Stemming is a natural language processing (NLP) technique that reduces a word to its root form, or "stem". It's a text preprocessing technique that involves removing affixes from words to normalize them

In [2]:
words = ["eating", "eats", "eaten", "writing", "writes", "programming", "programs",
        "history", "finally", "finalize"]

### Porter Stemming

Porter stemmer is a suffix stripping algorithm. It uses predefined rules to convert words into their root forms.

In [3]:
porter_stemming = PorterStemmer()

In [4]:
for word in words:
    print(f"{word} -----> {porter_stemming.stem(word)}")

eating -----> eat
eats -----> eat
eaten -----> eaten
writing -----> write
writes -----> write
programming -----> program
programs -----> program
history -----> histori
finally -----> final
finalize -----> final


In [5]:
porter_stemming.stem("congratulations")

'congratul'

In [6]:
porter_stemming.stem("sitting")

'sit'

### RegexpStemmer

A stemmer that uses regular expressions to identify morphological affixes.

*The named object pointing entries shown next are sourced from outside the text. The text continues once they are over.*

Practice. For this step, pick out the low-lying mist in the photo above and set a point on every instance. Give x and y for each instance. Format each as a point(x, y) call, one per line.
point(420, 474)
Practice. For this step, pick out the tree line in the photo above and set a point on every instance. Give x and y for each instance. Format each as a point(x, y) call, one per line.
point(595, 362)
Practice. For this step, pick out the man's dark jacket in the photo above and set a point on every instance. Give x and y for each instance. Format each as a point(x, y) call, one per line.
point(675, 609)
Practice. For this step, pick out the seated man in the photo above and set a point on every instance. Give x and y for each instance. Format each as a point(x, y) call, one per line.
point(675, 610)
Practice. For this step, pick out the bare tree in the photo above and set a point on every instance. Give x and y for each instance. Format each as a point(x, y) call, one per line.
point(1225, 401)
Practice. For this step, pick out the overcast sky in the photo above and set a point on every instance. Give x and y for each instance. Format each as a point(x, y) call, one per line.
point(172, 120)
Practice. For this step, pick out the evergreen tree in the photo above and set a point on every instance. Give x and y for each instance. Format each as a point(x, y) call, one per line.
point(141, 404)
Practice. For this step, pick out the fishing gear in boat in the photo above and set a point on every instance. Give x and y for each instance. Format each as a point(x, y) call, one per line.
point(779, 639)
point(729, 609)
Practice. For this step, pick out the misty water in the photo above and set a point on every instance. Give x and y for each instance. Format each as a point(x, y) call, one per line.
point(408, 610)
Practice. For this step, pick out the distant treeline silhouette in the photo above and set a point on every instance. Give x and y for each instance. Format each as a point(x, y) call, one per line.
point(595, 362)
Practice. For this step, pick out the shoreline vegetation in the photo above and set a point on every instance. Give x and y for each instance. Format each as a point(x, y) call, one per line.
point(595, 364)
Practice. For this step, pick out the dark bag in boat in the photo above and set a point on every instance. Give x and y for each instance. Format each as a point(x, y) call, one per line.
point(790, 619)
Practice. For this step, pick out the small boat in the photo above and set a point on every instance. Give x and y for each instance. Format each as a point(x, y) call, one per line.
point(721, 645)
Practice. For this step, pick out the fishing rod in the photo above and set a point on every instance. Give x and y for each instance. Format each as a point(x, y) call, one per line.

Any substrings that match the regular expressions will be removed.

In [7]:
regular_expression = "ing$|s$|e$|able$"
minimum_length = 4

In [8]:
regular_expression_stemming = RegexpStemmer(
    regexp=regular_expression,
    min=minimum_length
)

In [9]:
for word in words:
    print(f"{word} -----> {regular_expression_stemming.stem(word)}")

eating -----> eat
eats -----> eat
eaten -----> eaten
writing -----> writ
writes -----> write
programming -----> programm
programs -----> program
history -----> history
finally -----> finally
finalize -----> finaliz


In [10]:
regular_expression_stemming.stem("congratulations")

'congratulation'

In [11]:
regular_expression_stemming.stem("sitting")

'sitt'

### Snowball Stemmer

It is a stemming algorithm which is also known as the Porter2 stemming algorithm as it is a better version of the Porter Stemmer since some issues of it were fixed in this stemmer.

In [12]:
snowball_stemmer = SnowballStemmer(language='english', ignore_stopwords=False)

In [13]:
for word in words:
    print(f"{word} -----> {snowball_stemmer.stem(word)}")

eating -----> eat
eats -----> eat
eaten -----> eaten
writing -----> write
writes -----> write
programming -----> program
programs -----> program
history -----> histori
finally -----> final
finalize -----> final


In [14]:
snowball_stemmer.stem("congratulations")

'congratul'

In [15]:
snowball_stemmer.stem("sitting")

'sit'

### Comparison of Porter and Snowball

In [16]:
porter_stemming.stem("fairly"), porter_stemming.stem("sportingly")

('fairli', 'sportingli')

In [17]:
snowball_stemmer.stem("fairly"), snowball_stemmer.stem("sportingly")

('fair', 'sport')